Dos noches después cae la sentencia fatal sobre mis hombros. Al mediodía, hora punta, cuando el primer rayo de sol choque contra las campanas de la Iglesia, mi cabeza rodará por el patíbulo. Así se ha decidio, para "darme una bonita lección" de la casa de Dios. Me tiene harto ese nombre. Tanto oírlo me va a producir vómitos. Esperaré pacientemente la hora en que mi corazón deje de latir y el odio de mis venas se disuelva con mi último suspiro. Contemplaré la muchedumbre sedienta de sangre, gritando blasfemas peores de las que yo pensé. Rogaré para que no quemen mi cuerpo y pueda volver de entre los muertos para convertir su vida en pesadilla.

-Es la hora .-diciendo esto los guardias me sacan de mi celda. Bueno, si miramos el lado positivo, ya no tengo que preocuparme más por aguantar la respiración y no contaminarme de ese aire viciado, seco, maloliente.
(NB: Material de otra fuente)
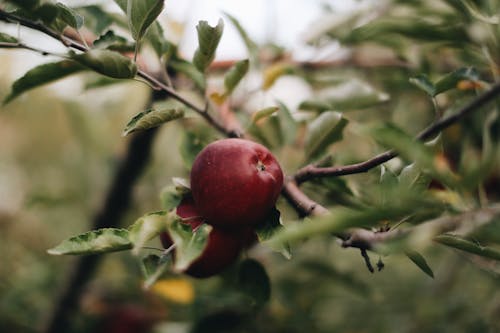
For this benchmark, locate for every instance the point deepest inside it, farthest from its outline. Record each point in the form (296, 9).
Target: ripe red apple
(235, 183)
(222, 248)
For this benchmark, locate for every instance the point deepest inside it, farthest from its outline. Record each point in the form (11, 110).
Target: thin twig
(311, 171)
(69, 42)
(368, 262)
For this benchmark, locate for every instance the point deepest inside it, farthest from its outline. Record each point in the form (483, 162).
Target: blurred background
(60, 146)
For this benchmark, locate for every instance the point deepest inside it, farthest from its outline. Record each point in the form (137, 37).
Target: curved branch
(311, 171)
(157, 84)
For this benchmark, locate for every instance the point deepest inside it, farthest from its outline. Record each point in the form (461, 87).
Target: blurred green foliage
(408, 63)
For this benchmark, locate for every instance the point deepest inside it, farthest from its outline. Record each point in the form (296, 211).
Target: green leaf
(463, 244)
(188, 69)
(412, 177)
(264, 113)
(189, 244)
(153, 267)
(234, 75)
(113, 42)
(70, 16)
(156, 38)
(420, 261)
(208, 40)
(249, 43)
(151, 118)
(422, 81)
(26, 4)
(172, 195)
(254, 282)
(47, 12)
(146, 228)
(100, 82)
(268, 228)
(191, 144)
(390, 136)
(96, 19)
(141, 14)
(5, 38)
(476, 13)
(326, 129)
(350, 95)
(288, 125)
(107, 63)
(41, 75)
(149, 264)
(94, 242)
(337, 221)
(451, 80)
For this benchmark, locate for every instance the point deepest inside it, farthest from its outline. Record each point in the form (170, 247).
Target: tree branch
(311, 171)
(157, 84)
(115, 206)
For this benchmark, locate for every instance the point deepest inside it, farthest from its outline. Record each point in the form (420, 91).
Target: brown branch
(157, 84)
(114, 208)
(300, 201)
(311, 171)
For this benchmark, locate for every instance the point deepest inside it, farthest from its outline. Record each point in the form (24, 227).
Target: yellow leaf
(175, 290)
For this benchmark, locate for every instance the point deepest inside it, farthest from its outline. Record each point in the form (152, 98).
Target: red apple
(222, 248)
(235, 183)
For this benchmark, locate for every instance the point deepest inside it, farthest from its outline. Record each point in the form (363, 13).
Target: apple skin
(235, 183)
(222, 248)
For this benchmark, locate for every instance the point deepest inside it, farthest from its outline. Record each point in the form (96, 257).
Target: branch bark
(115, 205)
(311, 171)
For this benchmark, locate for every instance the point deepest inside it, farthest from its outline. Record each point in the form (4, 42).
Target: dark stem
(368, 262)
(115, 205)
(311, 171)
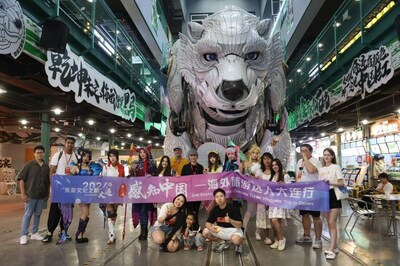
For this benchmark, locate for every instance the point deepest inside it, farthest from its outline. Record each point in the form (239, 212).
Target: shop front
(385, 148)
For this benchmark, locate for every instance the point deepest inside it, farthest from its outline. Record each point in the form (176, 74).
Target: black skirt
(334, 203)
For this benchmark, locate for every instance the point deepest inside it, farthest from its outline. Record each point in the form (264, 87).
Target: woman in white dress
(276, 214)
(250, 167)
(262, 220)
(332, 173)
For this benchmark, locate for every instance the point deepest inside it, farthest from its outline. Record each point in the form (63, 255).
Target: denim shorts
(165, 228)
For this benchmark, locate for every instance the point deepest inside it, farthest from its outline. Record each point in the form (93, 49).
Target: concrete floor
(362, 247)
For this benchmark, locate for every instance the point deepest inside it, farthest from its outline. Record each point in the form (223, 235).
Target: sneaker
(275, 244)
(330, 255)
(238, 249)
(221, 246)
(304, 239)
(317, 243)
(267, 241)
(111, 240)
(336, 250)
(36, 236)
(47, 239)
(23, 240)
(282, 244)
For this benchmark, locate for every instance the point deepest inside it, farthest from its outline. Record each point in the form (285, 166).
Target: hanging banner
(91, 189)
(367, 73)
(12, 28)
(71, 73)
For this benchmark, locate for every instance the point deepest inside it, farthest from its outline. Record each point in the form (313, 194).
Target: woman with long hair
(84, 168)
(169, 223)
(277, 214)
(214, 163)
(142, 212)
(250, 167)
(164, 168)
(112, 169)
(262, 220)
(214, 166)
(331, 173)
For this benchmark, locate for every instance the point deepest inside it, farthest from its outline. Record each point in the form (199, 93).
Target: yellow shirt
(177, 165)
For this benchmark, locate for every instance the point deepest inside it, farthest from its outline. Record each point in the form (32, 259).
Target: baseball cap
(192, 152)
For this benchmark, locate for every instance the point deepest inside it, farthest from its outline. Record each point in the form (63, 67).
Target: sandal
(336, 250)
(330, 255)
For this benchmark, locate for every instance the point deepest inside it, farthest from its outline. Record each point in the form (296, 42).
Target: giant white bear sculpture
(226, 80)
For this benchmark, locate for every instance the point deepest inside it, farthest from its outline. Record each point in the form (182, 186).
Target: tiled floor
(362, 247)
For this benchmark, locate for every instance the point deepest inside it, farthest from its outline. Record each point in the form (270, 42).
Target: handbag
(342, 192)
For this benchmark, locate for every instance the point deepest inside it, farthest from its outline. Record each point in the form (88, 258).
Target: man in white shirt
(60, 164)
(307, 170)
(384, 185)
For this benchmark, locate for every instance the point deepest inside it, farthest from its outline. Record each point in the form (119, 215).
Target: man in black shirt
(229, 224)
(192, 168)
(35, 187)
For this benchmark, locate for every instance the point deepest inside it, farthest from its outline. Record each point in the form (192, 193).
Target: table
(393, 198)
Camino hacia la luz que en otra ocasión hubiera considerado milagrosa. Sin embargo, ahora hace que me lloren los ojos y note un quemazón muy intenso sobre mi piel. Maldita luz sirvienta de Dios, ni tan siquiera ella quiere ayudarme.

Los guardias no dejan que mantenga mi paso solemne y majestuoso que había imaginado dentro de la jaula. Me empujan con el puño de las espadas y aligero el paso entre trompicones. Al menos el patíbulo sí es como pensaba: un altar de madera. Allí es donde yo posaré mi cabeza y los guardias que están a mi espalda me la cortarán gustosamente. Delante del altar se extiende todo el pueblo y justo detrás, los aposentos del Rey y el sacerdote que vino a visitarme. Oh, me alaba que tan distinguidos señores posen sus reales y divinos culos delante de mí. Quizá debería haber ensayado una reverencia para la ocasión.
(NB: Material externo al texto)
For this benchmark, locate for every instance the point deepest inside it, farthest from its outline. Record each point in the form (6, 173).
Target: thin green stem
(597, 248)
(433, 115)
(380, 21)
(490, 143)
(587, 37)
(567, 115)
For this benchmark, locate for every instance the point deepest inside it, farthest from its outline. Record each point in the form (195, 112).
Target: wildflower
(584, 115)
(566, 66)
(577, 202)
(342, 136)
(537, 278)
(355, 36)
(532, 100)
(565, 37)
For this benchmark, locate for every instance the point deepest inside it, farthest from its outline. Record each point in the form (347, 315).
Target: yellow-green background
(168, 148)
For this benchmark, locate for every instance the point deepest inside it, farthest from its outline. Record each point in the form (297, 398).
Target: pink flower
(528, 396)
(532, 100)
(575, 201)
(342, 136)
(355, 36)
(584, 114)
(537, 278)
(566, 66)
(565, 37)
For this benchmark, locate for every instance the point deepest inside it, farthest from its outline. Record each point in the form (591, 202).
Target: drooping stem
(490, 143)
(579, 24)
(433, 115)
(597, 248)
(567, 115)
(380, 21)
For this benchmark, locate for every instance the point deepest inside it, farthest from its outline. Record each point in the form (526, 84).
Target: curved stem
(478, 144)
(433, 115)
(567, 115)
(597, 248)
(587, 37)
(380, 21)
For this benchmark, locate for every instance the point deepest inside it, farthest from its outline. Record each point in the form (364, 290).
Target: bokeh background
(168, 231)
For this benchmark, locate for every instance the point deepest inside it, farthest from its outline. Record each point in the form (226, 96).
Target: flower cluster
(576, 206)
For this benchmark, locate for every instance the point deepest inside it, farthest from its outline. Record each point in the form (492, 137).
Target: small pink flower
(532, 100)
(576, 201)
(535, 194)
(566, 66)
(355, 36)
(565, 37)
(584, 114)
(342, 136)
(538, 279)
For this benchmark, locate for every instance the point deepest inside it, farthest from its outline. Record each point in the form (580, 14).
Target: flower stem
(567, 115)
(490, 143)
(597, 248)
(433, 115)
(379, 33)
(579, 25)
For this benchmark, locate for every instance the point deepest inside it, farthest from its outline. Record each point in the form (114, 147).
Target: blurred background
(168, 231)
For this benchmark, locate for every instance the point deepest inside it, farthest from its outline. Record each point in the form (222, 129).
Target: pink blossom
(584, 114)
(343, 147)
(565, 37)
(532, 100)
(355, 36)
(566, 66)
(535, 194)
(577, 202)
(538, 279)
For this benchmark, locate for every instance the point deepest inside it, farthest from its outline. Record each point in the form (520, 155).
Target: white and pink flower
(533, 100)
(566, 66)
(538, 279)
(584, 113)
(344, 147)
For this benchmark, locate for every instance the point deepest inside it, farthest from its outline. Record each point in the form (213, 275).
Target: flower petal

Llego a mi destino final, con cinco pasos estaré muerto. El público grita para deshonrar todavía más mi nombre y se ensaña con mi familia. Qué raro, si yo no conozco ninguno de ellos, ¿cómo conocen ellos mi familia? Los guardias me obligan a sentarme, manteniendo la cabeza un poco más baja que mis hombros, formando así una curva con mi espalda. Genial, ahora ya incluso me humillan con mi postura. Retroceden y se mantienen a una distancia prudencial de mí. Veo cómo el sacerdote se levanta, en la lejanía, y conjura en latín a dios:
-Pater Noster, qui es in caelis,
sanctificétur nomen Tuum,
adveniat Regnum Tuum,
fiat volúntas tua, sicut in caelo et in terra.

Panem nostrum cotidiánum da nobis hódie,
et dimitte nobis débita nostra,
sicut et nos dimittímus debitóribus nostris;
et ne nos indúcas in tentationem,
sed libera nos a malo.

Amén.

Mi estimado público recibe la oración con un gran y esplendoroso "AMÉN" y los guardias asienten. Comienza la cuenta atrás.
Dan un paso mientras yo hincho mi pecho.
1...
2...
3...
4...

-¡Dios es una mentira! ¡La Iglesia es una plaga! ¡Jamás os salvaréis de su ira!
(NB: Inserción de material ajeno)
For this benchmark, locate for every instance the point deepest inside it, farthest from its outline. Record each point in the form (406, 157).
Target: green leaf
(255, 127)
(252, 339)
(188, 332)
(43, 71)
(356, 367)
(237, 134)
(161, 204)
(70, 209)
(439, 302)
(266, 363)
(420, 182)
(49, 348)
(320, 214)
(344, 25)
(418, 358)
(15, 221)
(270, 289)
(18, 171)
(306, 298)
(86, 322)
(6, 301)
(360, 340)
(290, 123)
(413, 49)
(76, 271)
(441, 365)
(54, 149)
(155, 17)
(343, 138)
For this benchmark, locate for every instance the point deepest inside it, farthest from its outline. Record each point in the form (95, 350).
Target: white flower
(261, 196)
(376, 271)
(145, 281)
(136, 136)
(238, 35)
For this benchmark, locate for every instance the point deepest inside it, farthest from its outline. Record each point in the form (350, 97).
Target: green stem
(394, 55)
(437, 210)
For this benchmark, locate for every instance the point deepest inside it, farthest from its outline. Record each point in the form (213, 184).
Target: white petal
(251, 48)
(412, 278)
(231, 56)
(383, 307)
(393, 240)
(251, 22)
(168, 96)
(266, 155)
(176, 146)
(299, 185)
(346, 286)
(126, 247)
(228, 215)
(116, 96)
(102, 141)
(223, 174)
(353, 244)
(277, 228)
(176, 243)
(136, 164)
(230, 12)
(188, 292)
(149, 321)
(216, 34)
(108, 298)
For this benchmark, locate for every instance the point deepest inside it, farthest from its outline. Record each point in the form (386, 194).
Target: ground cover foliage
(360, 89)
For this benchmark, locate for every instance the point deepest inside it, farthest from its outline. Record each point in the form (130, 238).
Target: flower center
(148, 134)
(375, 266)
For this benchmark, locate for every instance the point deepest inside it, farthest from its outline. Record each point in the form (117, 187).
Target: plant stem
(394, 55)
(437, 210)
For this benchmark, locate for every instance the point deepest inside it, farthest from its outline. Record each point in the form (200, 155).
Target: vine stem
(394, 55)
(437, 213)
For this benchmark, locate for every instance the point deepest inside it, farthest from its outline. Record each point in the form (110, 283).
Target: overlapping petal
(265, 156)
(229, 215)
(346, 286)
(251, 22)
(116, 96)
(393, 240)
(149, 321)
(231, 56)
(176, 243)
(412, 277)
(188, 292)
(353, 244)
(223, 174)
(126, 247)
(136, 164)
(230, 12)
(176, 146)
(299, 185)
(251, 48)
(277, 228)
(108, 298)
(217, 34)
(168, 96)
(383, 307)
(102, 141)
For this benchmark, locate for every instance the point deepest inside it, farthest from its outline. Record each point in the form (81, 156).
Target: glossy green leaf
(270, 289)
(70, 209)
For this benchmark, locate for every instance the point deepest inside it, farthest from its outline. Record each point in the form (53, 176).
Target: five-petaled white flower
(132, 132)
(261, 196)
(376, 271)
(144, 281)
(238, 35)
El quinto paso es precipitado y, mientras mi cabeza rueda por el patíbulo y todavía soy consciente unos últimos segundos, veo cómo la gente, aturdida por mi mensaje, chilla y corre en todas direcciones.
Y lo mejor de todo, veo la cara de desorientación del sacerdote. Maravilloso. Por fin existe un Dios.